The developers showed an example where Devin independently solved a logarithmic calculation error in the sympy Python algebra system. We could see Devin setting up the code environment, reproducing the error, and independently coding and testing the repair solution.
Moreover, for the well-known challenge of AI-generated art hidden within a background image, which traditionally requires software engineers to spend time understanding and learning new tools, Devin managed to learn this entirely new and unfamiliar technology by reading blogs, running ControlNet on Modal, and fulfilling the requirement.
Furthermore, Devin can independently complete the hottest large model technology. For example, it only needs you to send a link to a GitHub research repository, and it autonomously fine-tunes a large language model. Even given a real job task on Upwork, it can write and debug code for a computer vision model. Devin will write a report for the user with the results of the sample data.
Devin is the next-generation software development assistant
We see that Cognition describes Devin as the next-generation software development assistant, not just offering coding suggestions and automating some tasks, but capable of independently completing entire software projects. This means Devin is different from other AI programming tools; it has greater autonomy and is more comprehensive in its programming capabilities.
Although Cognition seems to be a small company without even a fixed office at the time of Devin’s release, looking at its founding team, we see another story of genius entrepreneurship.

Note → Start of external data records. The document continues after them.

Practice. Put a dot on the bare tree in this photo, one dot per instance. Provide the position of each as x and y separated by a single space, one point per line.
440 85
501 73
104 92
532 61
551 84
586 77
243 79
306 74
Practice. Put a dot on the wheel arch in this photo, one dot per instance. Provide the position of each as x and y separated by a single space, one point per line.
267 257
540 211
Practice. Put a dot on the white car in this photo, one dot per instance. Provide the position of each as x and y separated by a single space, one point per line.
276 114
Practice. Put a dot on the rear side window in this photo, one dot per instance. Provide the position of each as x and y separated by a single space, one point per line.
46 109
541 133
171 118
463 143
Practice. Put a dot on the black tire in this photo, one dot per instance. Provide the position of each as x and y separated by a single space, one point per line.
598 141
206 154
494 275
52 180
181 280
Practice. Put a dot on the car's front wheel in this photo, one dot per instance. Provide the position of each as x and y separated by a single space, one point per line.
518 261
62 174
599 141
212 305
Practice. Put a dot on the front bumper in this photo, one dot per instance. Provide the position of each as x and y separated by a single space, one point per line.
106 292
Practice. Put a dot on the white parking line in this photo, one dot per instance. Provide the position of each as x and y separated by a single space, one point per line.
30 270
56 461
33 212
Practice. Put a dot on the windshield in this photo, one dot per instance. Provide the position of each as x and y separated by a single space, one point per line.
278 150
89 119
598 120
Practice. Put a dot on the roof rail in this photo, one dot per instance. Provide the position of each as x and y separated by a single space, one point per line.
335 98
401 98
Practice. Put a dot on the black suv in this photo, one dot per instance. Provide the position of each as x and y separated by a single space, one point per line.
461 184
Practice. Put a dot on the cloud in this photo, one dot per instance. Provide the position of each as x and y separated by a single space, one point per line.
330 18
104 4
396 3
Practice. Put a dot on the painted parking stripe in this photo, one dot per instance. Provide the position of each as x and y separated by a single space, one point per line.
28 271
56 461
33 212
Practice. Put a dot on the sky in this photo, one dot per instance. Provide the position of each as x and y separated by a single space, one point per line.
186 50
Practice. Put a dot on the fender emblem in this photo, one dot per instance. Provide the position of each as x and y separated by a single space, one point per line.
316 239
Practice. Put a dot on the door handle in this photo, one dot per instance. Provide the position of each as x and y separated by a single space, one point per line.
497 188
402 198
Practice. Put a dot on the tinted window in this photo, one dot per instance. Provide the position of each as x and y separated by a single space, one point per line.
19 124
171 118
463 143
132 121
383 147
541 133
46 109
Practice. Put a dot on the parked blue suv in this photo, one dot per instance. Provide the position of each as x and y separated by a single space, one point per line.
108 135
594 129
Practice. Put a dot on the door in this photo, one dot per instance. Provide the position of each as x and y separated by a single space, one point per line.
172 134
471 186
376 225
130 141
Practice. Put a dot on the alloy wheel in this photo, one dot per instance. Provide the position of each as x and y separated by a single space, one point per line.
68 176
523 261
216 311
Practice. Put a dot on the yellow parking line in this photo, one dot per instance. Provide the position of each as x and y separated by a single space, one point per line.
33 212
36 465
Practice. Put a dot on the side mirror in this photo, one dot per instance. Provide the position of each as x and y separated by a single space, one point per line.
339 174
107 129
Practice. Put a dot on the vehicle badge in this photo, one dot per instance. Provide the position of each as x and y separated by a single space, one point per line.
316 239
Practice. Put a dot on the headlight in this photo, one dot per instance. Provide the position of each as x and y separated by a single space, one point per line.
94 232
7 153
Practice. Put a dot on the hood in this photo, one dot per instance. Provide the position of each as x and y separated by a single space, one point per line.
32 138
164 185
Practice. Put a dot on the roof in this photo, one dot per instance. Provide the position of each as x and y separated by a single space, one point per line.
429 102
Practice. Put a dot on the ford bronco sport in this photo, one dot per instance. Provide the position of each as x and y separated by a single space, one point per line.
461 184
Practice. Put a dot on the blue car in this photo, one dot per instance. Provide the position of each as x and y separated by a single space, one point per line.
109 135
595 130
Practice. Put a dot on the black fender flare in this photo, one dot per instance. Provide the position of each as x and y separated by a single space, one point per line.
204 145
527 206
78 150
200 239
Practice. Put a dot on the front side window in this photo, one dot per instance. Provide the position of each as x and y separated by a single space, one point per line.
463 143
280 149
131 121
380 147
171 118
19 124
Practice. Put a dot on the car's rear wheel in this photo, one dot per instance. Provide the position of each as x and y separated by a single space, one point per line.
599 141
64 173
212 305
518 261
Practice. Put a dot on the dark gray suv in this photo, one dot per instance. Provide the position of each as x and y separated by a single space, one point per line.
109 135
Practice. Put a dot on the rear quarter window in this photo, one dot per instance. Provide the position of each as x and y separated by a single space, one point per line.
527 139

Team of geniuses behind Devin
Cognition’s founder and CEO, Scott Wu, participated in a live televised data competition 14 years ago, where he displayed his talent in mathematics by dominating the competition.
The co-founder and CTO, Steven Hao, graduated from MIT with a degree in computer science and previously worked at the data annotation unicorn Scale AI as one of the company’s top engineers.

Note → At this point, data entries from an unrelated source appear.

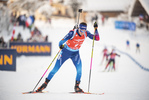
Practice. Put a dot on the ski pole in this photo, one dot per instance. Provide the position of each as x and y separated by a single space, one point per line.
91 62
80 11
47 69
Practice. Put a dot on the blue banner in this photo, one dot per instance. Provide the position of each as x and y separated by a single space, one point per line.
32 49
8 59
125 25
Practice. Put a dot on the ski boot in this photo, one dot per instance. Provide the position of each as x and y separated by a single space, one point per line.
77 88
43 86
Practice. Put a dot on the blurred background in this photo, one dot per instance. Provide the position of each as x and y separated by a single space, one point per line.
123 26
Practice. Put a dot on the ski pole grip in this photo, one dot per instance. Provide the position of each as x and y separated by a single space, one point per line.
80 10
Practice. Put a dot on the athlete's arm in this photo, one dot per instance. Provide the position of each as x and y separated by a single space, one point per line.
67 37
97 38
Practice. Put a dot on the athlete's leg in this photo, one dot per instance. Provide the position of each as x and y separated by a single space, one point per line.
78 64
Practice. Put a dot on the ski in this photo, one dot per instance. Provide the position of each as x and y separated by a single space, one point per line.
33 92
86 93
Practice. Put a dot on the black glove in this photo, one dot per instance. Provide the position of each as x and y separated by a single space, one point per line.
95 25
61 47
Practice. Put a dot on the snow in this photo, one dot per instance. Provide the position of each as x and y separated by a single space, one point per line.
128 82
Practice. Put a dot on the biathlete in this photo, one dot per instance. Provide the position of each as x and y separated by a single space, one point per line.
70 45
105 54
112 55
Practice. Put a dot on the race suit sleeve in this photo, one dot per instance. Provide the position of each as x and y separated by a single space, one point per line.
67 37
97 38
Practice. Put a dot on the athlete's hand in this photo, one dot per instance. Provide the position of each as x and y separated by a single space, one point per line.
95 25
61 46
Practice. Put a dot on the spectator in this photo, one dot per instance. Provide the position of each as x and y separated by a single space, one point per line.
36 36
128 43
137 47
19 38
2 43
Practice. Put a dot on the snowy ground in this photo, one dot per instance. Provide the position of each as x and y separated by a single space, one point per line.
129 82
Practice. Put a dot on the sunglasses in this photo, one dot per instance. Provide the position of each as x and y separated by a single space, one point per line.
82 31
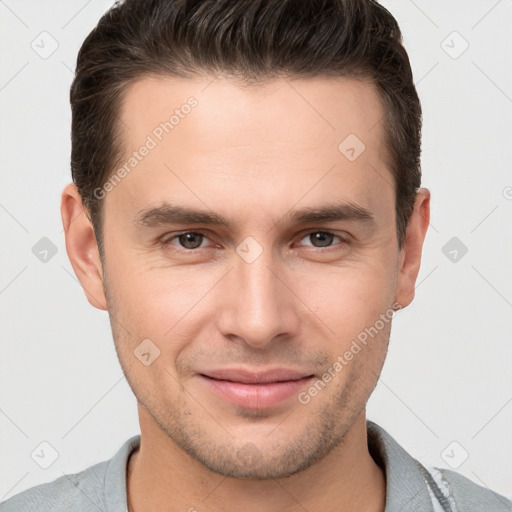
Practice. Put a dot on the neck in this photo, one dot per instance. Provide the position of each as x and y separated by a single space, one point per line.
161 476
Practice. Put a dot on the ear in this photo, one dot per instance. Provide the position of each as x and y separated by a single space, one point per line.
410 254
81 246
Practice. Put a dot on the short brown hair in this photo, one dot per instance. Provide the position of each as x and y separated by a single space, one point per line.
250 40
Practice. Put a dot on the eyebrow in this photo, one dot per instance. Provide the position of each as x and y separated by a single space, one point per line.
174 214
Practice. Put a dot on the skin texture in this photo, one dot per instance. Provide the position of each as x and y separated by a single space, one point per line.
253 155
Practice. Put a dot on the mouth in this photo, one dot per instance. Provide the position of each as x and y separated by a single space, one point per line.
255 390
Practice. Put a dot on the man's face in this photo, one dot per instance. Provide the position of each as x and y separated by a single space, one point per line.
274 289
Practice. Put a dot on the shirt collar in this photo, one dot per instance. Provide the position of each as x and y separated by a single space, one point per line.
405 487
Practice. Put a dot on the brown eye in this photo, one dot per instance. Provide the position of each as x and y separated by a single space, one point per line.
320 239
190 240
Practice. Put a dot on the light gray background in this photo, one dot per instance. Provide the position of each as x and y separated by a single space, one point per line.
447 377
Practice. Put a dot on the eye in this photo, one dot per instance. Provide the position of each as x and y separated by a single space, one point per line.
188 240
321 239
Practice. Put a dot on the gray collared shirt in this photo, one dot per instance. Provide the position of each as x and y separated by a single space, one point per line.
409 485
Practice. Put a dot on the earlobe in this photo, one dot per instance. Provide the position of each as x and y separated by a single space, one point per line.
81 246
410 255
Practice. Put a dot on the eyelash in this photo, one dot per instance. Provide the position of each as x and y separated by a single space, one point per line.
166 242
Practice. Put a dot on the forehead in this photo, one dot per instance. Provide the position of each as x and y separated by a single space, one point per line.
213 138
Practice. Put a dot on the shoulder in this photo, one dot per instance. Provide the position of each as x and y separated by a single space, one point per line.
468 495
78 491
98 488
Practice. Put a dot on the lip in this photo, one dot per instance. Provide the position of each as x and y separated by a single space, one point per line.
255 390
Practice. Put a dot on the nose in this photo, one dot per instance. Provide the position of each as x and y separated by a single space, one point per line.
257 303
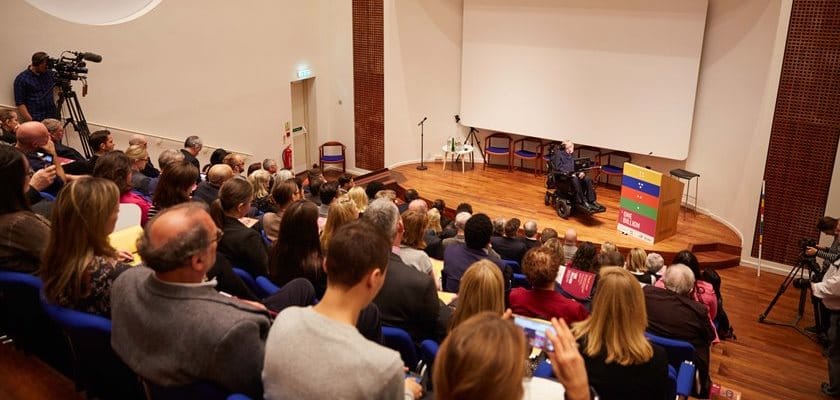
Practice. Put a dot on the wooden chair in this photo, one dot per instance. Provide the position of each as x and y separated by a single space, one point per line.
491 150
329 157
524 154
612 164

Another co-founder and Chief Product Officer, Walden Yan, studied computer science and economics at Harvard University, engaged in cryptography and machine learning research with MIT PRIMES, and was a finalist in the Wharton Business School high school investment competition in North America.
Moreover, we discover a surprising coincidence that the founders of Cognition were all gold medalists in the International Olympiad in Informatics (IOI), an annual international informatics competition for individual competitors from various countries, with each country sending a maximum of four contestants.

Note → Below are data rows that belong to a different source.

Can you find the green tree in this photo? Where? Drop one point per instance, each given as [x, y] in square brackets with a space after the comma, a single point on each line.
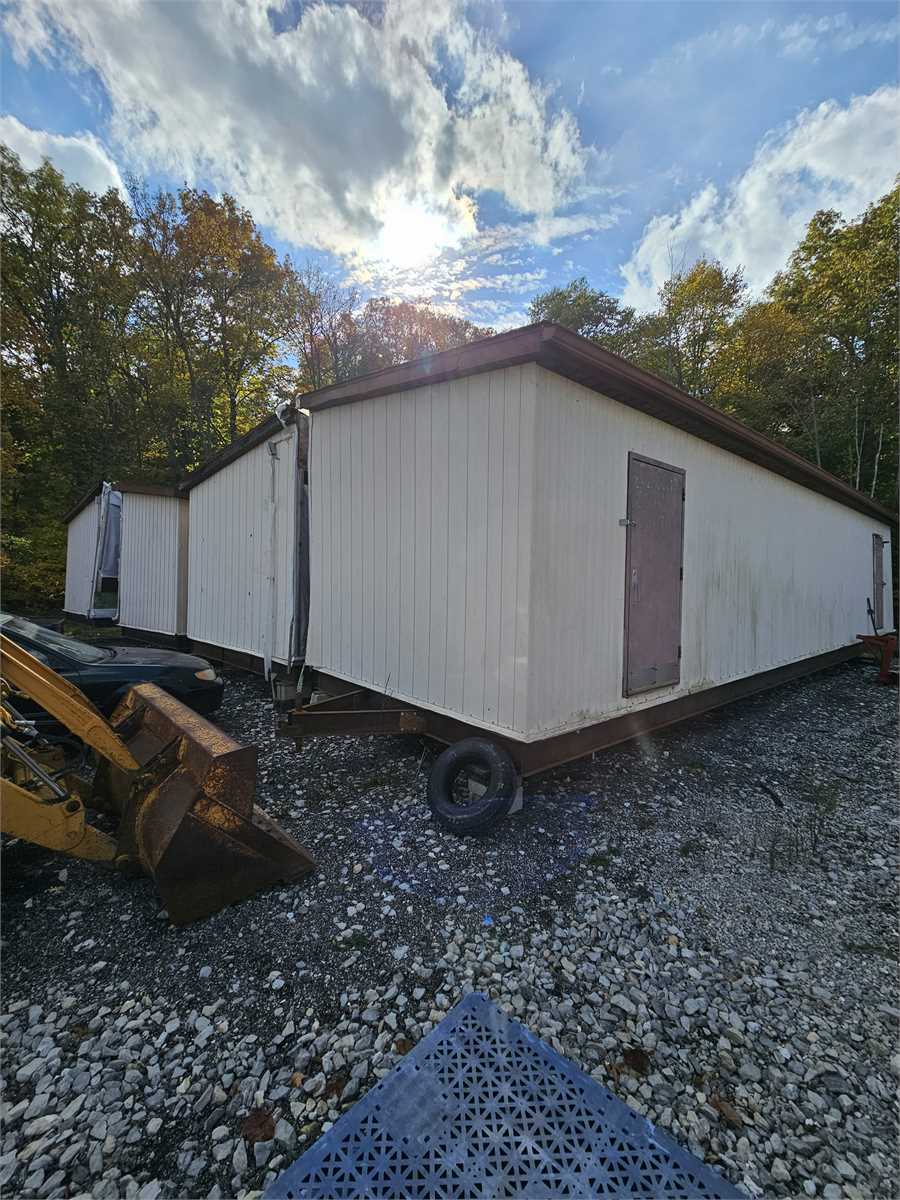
[589, 312]
[67, 289]
[841, 287]
[390, 331]
[689, 334]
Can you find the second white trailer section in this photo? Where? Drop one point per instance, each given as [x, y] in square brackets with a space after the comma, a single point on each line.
[153, 567]
[93, 543]
[244, 549]
[531, 535]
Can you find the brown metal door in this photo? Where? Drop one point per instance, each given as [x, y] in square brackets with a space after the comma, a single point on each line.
[653, 575]
[879, 579]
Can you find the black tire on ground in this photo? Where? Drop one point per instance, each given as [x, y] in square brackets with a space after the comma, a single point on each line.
[483, 813]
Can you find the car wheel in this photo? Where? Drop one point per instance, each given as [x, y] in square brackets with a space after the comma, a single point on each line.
[457, 777]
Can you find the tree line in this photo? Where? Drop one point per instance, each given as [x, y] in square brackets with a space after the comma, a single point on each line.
[142, 335]
[811, 364]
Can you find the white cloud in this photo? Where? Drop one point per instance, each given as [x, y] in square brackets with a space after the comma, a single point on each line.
[329, 131]
[804, 37]
[82, 157]
[829, 157]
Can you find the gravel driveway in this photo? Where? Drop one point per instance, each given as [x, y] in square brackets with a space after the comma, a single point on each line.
[705, 921]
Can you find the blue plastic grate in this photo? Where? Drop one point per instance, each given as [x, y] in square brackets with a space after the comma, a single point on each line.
[481, 1110]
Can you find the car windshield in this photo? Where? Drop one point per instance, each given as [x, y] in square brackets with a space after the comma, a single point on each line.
[51, 641]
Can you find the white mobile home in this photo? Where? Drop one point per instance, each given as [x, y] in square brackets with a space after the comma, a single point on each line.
[531, 537]
[153, 561]
[93, 553]
[246, 516]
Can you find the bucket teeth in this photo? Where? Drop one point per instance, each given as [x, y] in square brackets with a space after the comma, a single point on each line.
[189, 819]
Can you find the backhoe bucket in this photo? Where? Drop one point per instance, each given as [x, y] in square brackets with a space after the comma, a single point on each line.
[189, 817]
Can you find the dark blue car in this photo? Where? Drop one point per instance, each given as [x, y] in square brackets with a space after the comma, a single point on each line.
[106, 672]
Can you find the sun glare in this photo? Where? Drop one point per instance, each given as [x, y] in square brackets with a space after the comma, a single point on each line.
[413, 234]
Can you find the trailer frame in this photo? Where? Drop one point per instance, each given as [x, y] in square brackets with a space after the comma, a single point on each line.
[353, 711]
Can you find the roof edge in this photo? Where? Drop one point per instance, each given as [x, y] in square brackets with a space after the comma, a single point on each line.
[137, 487]
[568, 354]
[249, 441]
[83, 502]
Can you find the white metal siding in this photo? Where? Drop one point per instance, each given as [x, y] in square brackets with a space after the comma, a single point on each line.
[773, 573]
[420, 510]
[243, 552]
[153, 563]
[81, 559]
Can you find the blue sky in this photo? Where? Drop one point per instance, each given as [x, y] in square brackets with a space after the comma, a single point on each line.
[478, 153]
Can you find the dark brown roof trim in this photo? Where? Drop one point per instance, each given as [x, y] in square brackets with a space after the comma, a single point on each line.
[250, 441]
[83, 502]
[137, 487]
[568, 354]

To say that Cognition’s founding team is a “team of geniuses” for standing out and winning gold medals in the highly competitive field of computer science in the United States does not seem to be an exaggeration.
Will human software engineers be replaced?
However, some people have expressed pessimistic views about the emergence of Devin or similar tools, suggesting that software engineer Scott Wu is launching a generative artificial intelligence tool with the ultimate goal of replacing human software engineers. Computer scientist Silas Alberti stated, “This doesn’t seem like an assistant for writing code, but more like a real worker doing their own job.”
Former Tesla AI director Kapasi said, “Automating software engineering currently seems similar to automating driving.”
This is reflected in the development process: first, humans manually write code; then, GitHub Copilot automatically completes a few lines; after that, ChatGPT writes blocks of code; and now, Devin has emerged.
He believes that automating software engineering will evolve into many tools that development personnel need to use in conjunction to write code: terminals, browsers, code editors, etc., with humans responsible for supervision, gradually moving to higher-level work.